Last week, my family and I escaped our unusually warm winter to Kauai. Though she goes by a different name in this Pacific paradise, the life-giving feminine permeates the very air in Hawaii. There her form is supple, abundant, fragrant—pure aloha that called us out to commune with the flora and fauna for a few (too few) glorious days. You cannot help but love and feel loved by the beauty of that land.
The Na Pali coast is among a precious few places on earth where humans must come on foot to pay their respects to the earth mother. There is even one totally inaccessible crater said to be the umbilicus of the world where Pachamama exists for her wild children alone; us two-legged children can only admire her belly button from afar. How can anyone come to Hawaii and not be overcome with conviction to honor the earth so that she may continue to exist in this pristine, wild state?

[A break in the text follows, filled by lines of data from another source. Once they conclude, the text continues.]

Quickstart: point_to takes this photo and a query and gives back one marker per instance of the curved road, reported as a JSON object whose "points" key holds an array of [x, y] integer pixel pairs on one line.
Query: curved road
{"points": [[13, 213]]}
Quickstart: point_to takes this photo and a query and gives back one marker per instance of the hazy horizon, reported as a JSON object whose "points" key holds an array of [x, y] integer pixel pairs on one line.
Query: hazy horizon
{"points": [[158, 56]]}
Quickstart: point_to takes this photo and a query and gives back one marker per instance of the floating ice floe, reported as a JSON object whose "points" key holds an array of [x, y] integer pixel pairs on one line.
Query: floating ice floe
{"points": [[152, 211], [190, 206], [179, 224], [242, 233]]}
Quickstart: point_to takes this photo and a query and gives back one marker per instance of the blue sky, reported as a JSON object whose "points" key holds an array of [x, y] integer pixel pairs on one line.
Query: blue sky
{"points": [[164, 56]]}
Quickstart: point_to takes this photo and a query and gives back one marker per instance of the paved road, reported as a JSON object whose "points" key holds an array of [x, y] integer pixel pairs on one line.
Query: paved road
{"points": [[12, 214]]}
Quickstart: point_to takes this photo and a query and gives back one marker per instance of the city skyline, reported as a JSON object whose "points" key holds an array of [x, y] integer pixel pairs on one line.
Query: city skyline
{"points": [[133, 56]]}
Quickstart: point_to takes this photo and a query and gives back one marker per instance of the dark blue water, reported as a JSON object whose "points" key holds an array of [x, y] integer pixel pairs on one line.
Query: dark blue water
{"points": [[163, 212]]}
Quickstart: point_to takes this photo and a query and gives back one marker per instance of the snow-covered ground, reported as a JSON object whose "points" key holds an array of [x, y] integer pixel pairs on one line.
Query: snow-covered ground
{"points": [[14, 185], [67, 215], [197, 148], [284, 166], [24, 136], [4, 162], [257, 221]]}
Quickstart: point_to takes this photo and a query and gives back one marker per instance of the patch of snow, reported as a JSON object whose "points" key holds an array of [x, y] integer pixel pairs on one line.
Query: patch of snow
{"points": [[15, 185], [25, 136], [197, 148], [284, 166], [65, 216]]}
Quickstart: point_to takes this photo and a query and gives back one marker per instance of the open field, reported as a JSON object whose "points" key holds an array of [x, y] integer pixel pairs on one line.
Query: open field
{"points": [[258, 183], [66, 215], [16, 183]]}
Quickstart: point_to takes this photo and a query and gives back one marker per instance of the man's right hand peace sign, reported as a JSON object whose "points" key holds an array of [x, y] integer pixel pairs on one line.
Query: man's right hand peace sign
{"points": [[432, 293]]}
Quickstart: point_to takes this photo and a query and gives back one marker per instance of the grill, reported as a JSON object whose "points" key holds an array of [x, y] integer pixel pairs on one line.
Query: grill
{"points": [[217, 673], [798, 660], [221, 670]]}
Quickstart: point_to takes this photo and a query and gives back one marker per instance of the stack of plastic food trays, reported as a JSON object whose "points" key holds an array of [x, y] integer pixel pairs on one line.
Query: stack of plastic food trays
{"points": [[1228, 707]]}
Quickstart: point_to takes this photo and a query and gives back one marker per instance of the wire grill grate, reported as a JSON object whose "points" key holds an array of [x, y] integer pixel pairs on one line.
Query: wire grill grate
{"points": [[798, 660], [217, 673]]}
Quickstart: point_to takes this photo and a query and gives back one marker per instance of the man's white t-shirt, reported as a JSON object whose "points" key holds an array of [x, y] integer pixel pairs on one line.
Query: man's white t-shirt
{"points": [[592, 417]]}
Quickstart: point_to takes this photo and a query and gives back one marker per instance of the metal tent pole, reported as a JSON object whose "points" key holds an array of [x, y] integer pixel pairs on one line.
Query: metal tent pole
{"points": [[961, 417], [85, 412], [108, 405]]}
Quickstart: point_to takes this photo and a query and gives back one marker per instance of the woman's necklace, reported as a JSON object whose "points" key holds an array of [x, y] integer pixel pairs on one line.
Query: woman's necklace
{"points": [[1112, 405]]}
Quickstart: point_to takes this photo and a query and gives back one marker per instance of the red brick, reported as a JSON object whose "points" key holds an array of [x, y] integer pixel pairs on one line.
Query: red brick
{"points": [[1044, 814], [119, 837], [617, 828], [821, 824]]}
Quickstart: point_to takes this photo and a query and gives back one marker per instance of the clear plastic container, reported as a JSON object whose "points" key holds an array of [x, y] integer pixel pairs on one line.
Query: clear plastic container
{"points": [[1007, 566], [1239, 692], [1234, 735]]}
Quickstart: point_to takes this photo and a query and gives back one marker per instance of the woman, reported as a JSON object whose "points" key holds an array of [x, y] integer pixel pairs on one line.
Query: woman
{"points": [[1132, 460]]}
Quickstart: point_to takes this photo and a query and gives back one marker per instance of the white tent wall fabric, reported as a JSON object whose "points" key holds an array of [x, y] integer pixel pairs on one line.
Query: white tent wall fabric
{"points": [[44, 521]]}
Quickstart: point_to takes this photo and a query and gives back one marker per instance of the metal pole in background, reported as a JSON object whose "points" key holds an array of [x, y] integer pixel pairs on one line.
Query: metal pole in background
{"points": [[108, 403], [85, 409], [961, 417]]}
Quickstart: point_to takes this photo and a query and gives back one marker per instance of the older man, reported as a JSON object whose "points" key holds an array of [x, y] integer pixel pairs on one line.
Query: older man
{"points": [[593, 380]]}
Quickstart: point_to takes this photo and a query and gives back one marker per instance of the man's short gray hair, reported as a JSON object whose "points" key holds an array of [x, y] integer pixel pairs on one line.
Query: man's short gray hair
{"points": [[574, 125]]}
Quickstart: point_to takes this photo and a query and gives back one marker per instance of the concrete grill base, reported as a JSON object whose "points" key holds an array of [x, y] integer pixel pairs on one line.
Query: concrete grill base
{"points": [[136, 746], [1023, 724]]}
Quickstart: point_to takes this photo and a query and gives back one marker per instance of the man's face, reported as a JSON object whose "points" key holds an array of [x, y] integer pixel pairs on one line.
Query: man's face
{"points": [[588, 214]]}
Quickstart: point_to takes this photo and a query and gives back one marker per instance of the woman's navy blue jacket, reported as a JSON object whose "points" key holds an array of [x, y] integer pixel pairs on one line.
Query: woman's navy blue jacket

We met one local beachcomber who comes daily to the best shell beach not to collect rare specimens but rather to pick up all the small pieces of plastic that wash ashore. We joined his dedicated search. Conversely, we also learned that huge tracts of the island are being leased out to GMO seed companies. Huge sigh. When will we learn? And, more importantly, how can we teach our children to truly love this world?